He is not alone. Referring to the recent YouGov survey, one Brexit expert agreed that “if one claims to want a better future for our youngsters, one might actually want prices to fall”.
This is an increasingly popular sentiment from those worried about home ownership rates and intergenerational inequity.
And yet, as standalone statements, these views are incredibly misguided.
That’s not to say that falling prices are necessarily bad – but nor are they automatically beneficial.
Back in your first economics class, you are taught that prices are determined by the interaction of supply and demand. So to understand whether falling house prices are positive or negative, we need to know the reason for the change.
Given the problem of housing affordability, it would obviously be great news if building rates had significantly increased owing to the release of more land for development.

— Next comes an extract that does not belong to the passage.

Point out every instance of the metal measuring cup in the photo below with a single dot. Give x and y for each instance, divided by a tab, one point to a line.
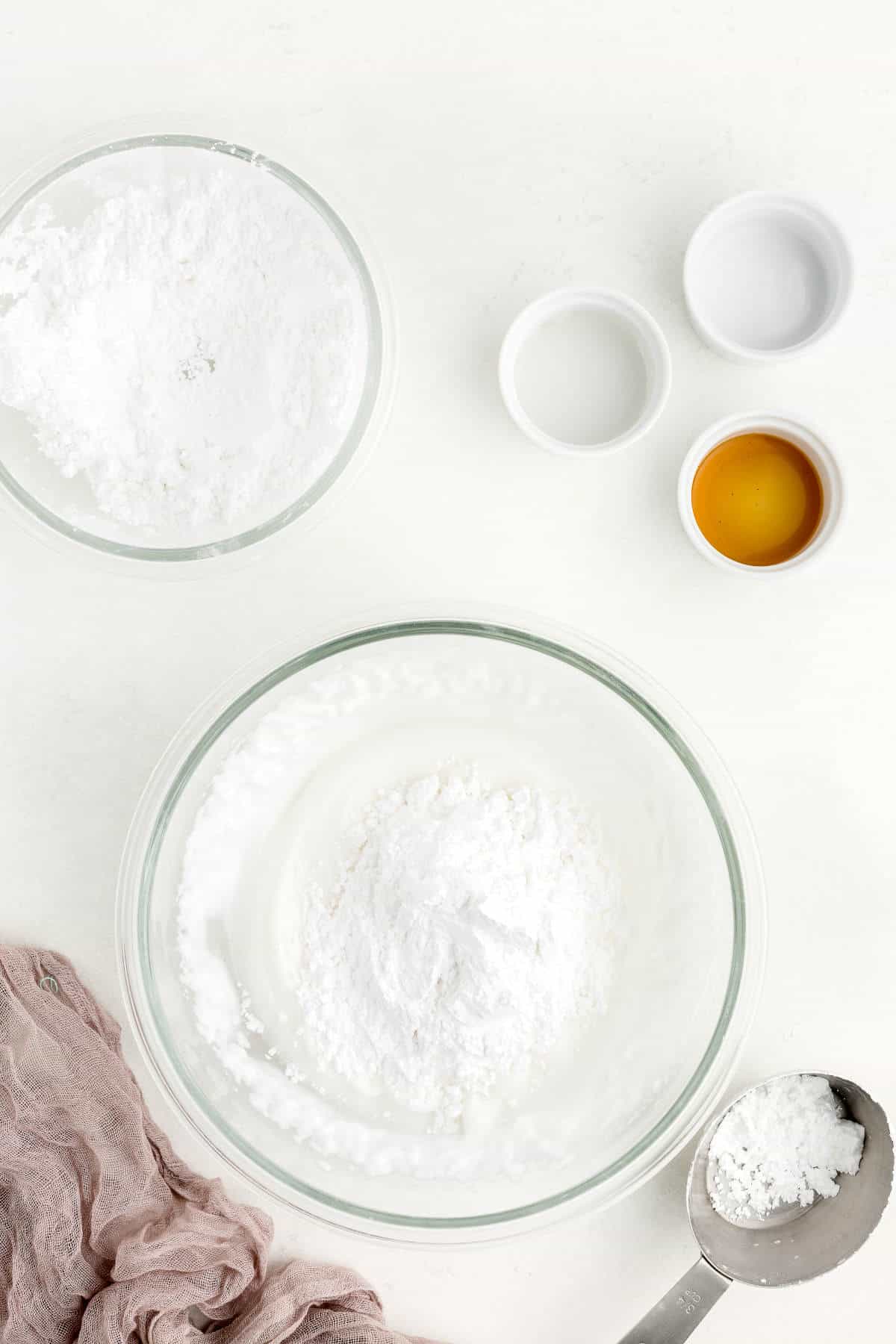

This would boost the supply of new homes, driving down prices. That would improve affordability, and be highly likely increase home ownership rates.
But that’s not what the Bank of England had in mind when modelling what might happen following Brexit. The work about house prices falling by 35 per cent was not a forecast, but a supposed “worst‐case scenario” if the whole financial system in the UK gummed up in the event of a no‐deal Brexit.
You do not have to believe that such a scenario is likely or even possible to acknowledge that the hypothetical collapse of financial confidence is unlikely to have positive results.
In fact, a doomsday financial sector shock would shrink real incomes. Far from being more accessible, house prices would be falling precisely because large numbers of people found them even less affordable than before, leading to a drop in demand.
Worse, the low prices caused by restricted demand would provide little incentive for developers to bring future new supply on board, meaning that the number of houses being built would also decline.
The lesson here is one regularly expressed by one of the world’s best economics bloggers, Scott Sumner. He coined the term “never reason from a price change”.
What matters is not whether prices are rising or falling, but whether the cause of that change makes us better or worse off. If an economist is faced with no information beyond evidence of a falling price, they cannot say if this is good or bad news. The honest answer is “it depends.”
This may seem obvious, and yet reasoning from a price change is a widespread phenomenon, even among economists.
How often, when stories about oil prices tumbling surface, do we read how lower petrol prices will be like a tax cut for consumers?
Often articles neglect to tell us whether the lower price is being driven by the expansion of production in the Middle East (good news), or by falling worldwide demand for oil precipitating the next financial crisis (bad news).
We see the same thing at a macroeconomic level. “Deflationary” pressure – the phenomenon of falling prices – has very different implications depending on whether this is due to huge advances in productivity delivering cheaper goods and services, or a collapse in economy‐wide demand as a precursor to recession.
Every week, price changes are used as debating points in a host of public discussions, even from top economists who should know better. That’s a recipe not just for distorting the argument, but for disastrous policymaking.
With all the political uncertainty ahead for Britain, we need cool‐headed economic analysis now more than ever.
It’s time to send the commentariat back for a refresher course in economics 101.